A cobrança da tarifa de esgotamento sanitário em Feira de Santana deve voltar ao centro do debate público em 2026. Em entrevista, o diretor presidente da Agência Reguladora do Município – ARFES, Moura Pinho, afirmou que a situação envolve um equilíbrio delicado entre justiça tarifária para a população, sustentabilidade econômica do contrato e a necessidade de novos investimentos em saneamento básico.
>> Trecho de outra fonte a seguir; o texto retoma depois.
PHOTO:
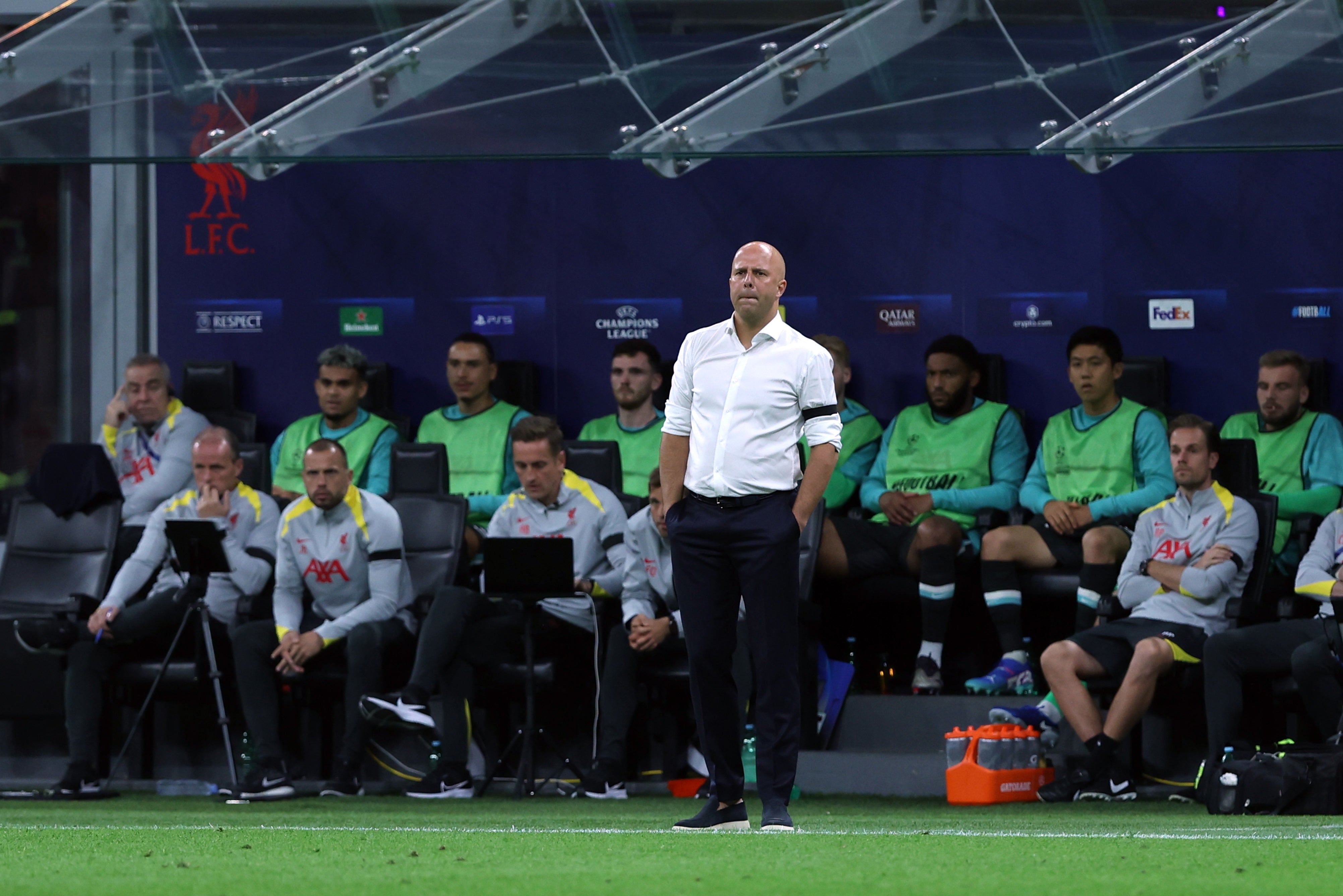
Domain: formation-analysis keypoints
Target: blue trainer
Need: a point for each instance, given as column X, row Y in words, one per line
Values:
column 1009, row 676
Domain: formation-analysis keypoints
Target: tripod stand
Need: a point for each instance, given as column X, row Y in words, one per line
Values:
column 527, row 738
column 198, row 546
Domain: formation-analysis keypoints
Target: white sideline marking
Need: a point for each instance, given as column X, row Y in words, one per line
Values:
column 1197, row 833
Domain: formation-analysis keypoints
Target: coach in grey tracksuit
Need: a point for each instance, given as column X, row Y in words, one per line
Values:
column 1291, row 647
column 351, row 559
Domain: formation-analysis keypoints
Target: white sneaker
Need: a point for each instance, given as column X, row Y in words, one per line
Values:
column 386, row 714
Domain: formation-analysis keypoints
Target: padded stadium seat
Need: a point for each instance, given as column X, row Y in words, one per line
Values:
column 1147, row 381
column 210, row 386
column 256, row 465
column 241, row 424
column 597, row 461
column 517, row 385
column 378, row 400
column 1319, row 383
column 433, row 527
column 49, row 559
column 993, row 379
column 420, row 468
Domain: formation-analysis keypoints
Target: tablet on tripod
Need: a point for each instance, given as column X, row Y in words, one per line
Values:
column 199, row 547
column 532, row 568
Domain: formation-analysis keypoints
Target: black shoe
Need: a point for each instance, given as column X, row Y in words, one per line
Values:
column 714, row 819
column 448, row 781
column 1118, row 785
column 1065, row 789
column 776, row 816
column 346, row 784
column 604, row 782
column 81, row 781
column 264, row 782
column 46, row 635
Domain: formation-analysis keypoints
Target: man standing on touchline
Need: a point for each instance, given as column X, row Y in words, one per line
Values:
column 743, row 394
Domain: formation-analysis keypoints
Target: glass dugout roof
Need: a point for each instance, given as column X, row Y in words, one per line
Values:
column 265, row 84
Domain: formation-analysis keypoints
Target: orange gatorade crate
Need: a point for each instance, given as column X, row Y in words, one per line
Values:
column 994, row 765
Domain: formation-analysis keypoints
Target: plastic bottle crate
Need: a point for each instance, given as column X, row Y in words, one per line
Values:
column 970, row 784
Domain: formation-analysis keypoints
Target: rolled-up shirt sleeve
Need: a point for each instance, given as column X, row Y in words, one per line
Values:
column 818, row 404
column 683, row 386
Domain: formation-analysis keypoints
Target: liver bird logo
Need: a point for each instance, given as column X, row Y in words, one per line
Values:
column 222, row 179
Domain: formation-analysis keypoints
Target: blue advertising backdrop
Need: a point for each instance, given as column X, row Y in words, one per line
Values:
column 559, row 260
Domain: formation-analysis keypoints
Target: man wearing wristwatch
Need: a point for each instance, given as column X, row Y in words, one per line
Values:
column 1191, row 555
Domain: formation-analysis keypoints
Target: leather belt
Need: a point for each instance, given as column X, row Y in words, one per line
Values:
column 739, row 501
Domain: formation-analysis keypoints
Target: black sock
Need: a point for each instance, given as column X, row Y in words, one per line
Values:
column 1095, row 582
column 1102, row 753
column 1002, row 594
column 936, row 585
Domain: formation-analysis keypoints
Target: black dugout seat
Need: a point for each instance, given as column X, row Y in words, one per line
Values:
column 517, row 385
column 420, row 468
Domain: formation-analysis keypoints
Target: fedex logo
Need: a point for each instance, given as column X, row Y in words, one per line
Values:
column 323, row 573
column 1170, row 550
column 1170, row 313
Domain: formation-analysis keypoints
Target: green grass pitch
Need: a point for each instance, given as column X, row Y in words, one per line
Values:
column 143, row 845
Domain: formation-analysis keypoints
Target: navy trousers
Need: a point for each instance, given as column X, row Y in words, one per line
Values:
column 720, row 557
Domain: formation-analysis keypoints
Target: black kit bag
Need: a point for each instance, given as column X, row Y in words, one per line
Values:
column 1296, row 781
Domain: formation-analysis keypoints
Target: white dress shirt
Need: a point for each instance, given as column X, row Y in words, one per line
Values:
column 746, row 409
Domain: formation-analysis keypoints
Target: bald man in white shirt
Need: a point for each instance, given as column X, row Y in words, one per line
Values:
column 744, row 393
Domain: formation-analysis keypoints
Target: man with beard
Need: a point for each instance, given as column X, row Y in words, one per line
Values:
column 475, row 433
column 1300, row 452
column 366, row 438
column 939, row 464
column 636, row 426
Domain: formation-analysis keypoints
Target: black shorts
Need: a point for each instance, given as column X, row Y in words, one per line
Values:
column 875, row 549
column 1068, row 549
column 1112, row 644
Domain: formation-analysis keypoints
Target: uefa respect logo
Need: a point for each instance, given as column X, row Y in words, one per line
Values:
column 229, row 321
column 626, row 324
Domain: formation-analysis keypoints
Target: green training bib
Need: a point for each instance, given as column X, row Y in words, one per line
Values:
column 358, row 444
column 1282, row 457
column 476, row 446
column 640, row 451
column 1095, row 464
column 926, row 455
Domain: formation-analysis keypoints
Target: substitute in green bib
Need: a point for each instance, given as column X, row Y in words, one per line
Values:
column 475, row 432
column 1099, row 465
column 861, row 432
column 636, row 426
column 1300, row 452
column 936, row 467
column 367, row 438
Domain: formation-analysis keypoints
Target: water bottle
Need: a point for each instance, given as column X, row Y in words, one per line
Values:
column 246, row 761
column 1032, row 749
column 187, row 789
column 958, row 742
column 989, row 752
column 748, row 756
column 1019, row 749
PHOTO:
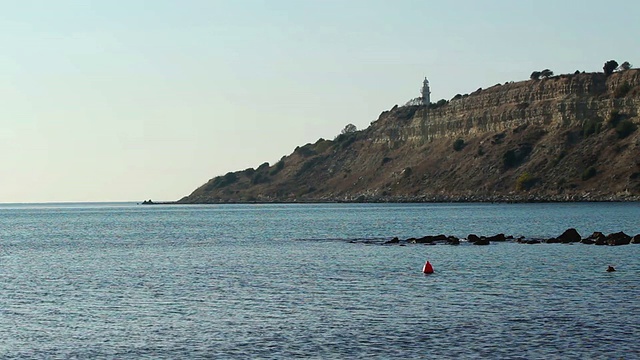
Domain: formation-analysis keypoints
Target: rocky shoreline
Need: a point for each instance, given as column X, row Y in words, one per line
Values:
column 570, row 236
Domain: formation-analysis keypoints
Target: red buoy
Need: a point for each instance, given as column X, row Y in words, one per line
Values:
column 427, row 269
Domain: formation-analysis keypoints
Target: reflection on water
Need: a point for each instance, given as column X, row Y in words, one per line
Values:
column 283, row 281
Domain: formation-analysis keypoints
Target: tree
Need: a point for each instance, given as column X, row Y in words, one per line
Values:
column 609, row 67
column 350, row 128
column 625, row 66
column 546, row 73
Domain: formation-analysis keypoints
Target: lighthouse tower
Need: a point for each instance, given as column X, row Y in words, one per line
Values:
column 426, row 92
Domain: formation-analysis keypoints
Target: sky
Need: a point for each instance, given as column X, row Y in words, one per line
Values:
column 127, row 100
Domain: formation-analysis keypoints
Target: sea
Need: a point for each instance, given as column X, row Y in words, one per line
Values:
column 314, row 281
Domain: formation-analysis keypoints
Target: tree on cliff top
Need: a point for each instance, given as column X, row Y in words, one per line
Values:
column 350, row 128
column 609, row 67
column 625, row 66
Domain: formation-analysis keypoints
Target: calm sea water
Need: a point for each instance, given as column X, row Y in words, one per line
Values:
column 289, row 281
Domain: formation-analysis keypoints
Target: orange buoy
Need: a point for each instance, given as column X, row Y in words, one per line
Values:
column 427, row 269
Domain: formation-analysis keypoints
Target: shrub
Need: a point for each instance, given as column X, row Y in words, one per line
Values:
column 349, row 128
column 609, row 67
column 277, row 168
column 625, row 66
column 309, row 164
column 514, row 157
column 249, row 171
column 458, row 144
column 306, row 150
column 525, row 181
column 546, row 73
column 625, row 128
column 264, row 166
column 588, row 173
column 591, row 127
column 322, row 145
column 614, row 118
column 622, row 90
column 259, row 178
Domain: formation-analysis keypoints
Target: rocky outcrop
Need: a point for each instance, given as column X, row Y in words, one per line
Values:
column 567, row 138
column 569, row 236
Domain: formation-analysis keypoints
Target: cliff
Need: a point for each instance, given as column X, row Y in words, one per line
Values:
column 566, row 138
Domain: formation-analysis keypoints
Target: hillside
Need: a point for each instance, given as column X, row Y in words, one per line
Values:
column 566, row 138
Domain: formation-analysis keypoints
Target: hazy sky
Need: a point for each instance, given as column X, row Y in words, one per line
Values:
column 126, row 100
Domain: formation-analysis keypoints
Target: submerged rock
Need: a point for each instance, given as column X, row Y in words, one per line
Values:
column 619, row 238
column 569, row 236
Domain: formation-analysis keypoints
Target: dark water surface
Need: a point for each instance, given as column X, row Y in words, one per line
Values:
column 285, row 281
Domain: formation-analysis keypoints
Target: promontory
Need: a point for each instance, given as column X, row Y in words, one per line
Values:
column 552, row 138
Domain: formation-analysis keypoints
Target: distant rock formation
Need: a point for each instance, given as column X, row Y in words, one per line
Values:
column 565, row 138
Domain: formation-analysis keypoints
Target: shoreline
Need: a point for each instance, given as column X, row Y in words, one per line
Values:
column 498, row 199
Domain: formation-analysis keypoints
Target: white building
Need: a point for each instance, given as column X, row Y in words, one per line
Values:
column 426, row 92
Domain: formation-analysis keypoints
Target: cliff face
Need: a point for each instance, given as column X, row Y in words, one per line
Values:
column 570, row 137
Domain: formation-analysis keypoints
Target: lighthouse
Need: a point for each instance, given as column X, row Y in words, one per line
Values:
column 426, row 92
Segundo Moura Pinho, a discussão tem origem em uma lei proposta quando ele ainda era vereador, que acabou aprovada, mas cuja tramitação resultou em um cenário que hoje impõe à Embasa a revisão do percentual cobrado pelo serviço de esgoto. “Talvez por uma deficiência de defesa, houve uma tramitação que levou a essa situação atual”, explicou.
O presidente da agência ressaltou que o contrato firmado entre o município e a Embasa prevê uma tarifação capaz de remunerar adequadamente o serviço e garantir novos investimentos. Entre eles, está a implantação do sistema de esgotamento sanitário da bacia do Pojuca, que atenderá grande parte da cidade e exige alto volume de recursos. “Isso tem custo e precisa ser resolvido entre a Embasa e a Prefeitura”, afirmou.
De acordo com Moura Pinho, caso haja redução na tarifa de esgoto sem uma compensação financeira, o contrato pode se tornar inviável. “Ou o município assume esse equilíbrio econômico ou o contrato fica desequilibrado. A Embasa pode, inclusive, chegar a um ponto de não ter mais interesse no contrato”, alertou. Ele explicou que o acordo foi celebrado com base na tarifação anterior à decisão judicial ou legislativa que alterou os percentuais.
O presidente da Agência Reguladora lembrou ainda que a tarifa prevê revisões anuais e pode ser ajustada diante de desequilíbrios econômicos, como ocorre em concessões de outros estados. No entanto, destacou que qualquer decisão precisa levar em conta os impactos sociais. “Se houver redução na tarifa de esgoto, esse valor terá que ser compensado de outra forma, o que pode resultar em aumento da tarifa de água. E isso penaliza toda a comunidade”, disse.
Para Moura Pinho, o tema exige cautela e diálogo. Ele reconheceu que o assunto é sensível, pois afeta diretamente a economia popular, as finanças do município e o relacionamento institucional entre as partes envolvidas. “Precisa equacionar. Não é fácil, mas faz parte das tratativas em curso para que se chegue a um denominador comum”, pontuou.
Ao final, o presidente da Agência Reguladora afirmou que o papel do órgão será se posicionar no momento da definição tarifária para garantir equilíbrio e justiça. “O contrato é bilateral. É preciso buscar uma solução que atenda, o máximo possível, a ambas as partes”, concluiu, destacando que a revisão tarifária deve ser um dos principais temas do setor em Feira de Santana neste ano.